Ask HN: How to promote a minimum viable product? - yodakohl

I spent the last few weeks in an emotional rollercoaster building a webservice. I finally got a minimal product working, but I'm way too biased to recognize if the product is valuable or on the wrong way. With zero users, my product desperately cries for some early feedback. On the other hand I feel insecure about releasing an unfinished product which may contains bugs and with just one core feature to an public audience. How do you promote a MVP, and how do you decide when it's time for a first release?
======
gdubs
I'd say when it feels usable to you. Eating your own dog food is a classic
piece of advice. When you can make use of the product and the experience isn't
painful then it's (hopefully) going to be valuable to someone else.
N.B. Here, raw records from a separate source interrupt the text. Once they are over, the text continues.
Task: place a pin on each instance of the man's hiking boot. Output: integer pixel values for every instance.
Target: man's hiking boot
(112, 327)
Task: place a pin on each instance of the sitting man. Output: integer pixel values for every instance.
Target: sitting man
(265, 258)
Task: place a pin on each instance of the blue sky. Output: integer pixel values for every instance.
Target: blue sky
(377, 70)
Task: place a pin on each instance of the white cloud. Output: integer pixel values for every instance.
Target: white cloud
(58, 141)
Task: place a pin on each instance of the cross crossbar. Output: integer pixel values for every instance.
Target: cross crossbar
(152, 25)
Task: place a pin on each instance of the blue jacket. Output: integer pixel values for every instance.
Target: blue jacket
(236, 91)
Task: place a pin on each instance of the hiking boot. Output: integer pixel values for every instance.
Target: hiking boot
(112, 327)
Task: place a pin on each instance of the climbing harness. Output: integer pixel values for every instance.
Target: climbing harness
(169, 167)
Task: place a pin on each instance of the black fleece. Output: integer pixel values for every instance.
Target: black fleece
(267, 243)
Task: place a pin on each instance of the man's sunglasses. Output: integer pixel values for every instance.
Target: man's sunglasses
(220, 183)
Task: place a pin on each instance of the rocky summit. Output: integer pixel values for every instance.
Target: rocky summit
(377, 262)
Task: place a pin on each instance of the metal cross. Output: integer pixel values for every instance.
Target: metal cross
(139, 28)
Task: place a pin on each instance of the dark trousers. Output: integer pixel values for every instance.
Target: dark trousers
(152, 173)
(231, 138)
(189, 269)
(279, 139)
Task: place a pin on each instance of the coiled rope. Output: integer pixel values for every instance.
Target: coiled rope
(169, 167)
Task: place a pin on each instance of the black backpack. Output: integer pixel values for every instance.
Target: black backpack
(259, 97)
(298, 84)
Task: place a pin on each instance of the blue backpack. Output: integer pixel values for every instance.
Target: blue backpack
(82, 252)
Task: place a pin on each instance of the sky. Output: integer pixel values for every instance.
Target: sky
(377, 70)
Design-
wise, it doesn't have to be the most beautiful thing in the world, as long as
it has a consistent personality. Maybe someone else can tackle the promotion
question (its been covered here a bunch in the past). Promotion is an art in
and of itself, that you should probably research as deeply as the coding side
if you want to do it yourself.

------
abdophoto
It's hard to know when. It depends on what you think a MVP is. Some think its
an alpha. Others think its a beta. And some think it's a completely finished
and polished product. I wouldn't shy away from doing a Show HN if you want
real feedback.

------
argonaut
Why don't you do a shown HN? You can always do another "launch" if you want.
Airbnb "launched" like 4 or 5 times, if I recall.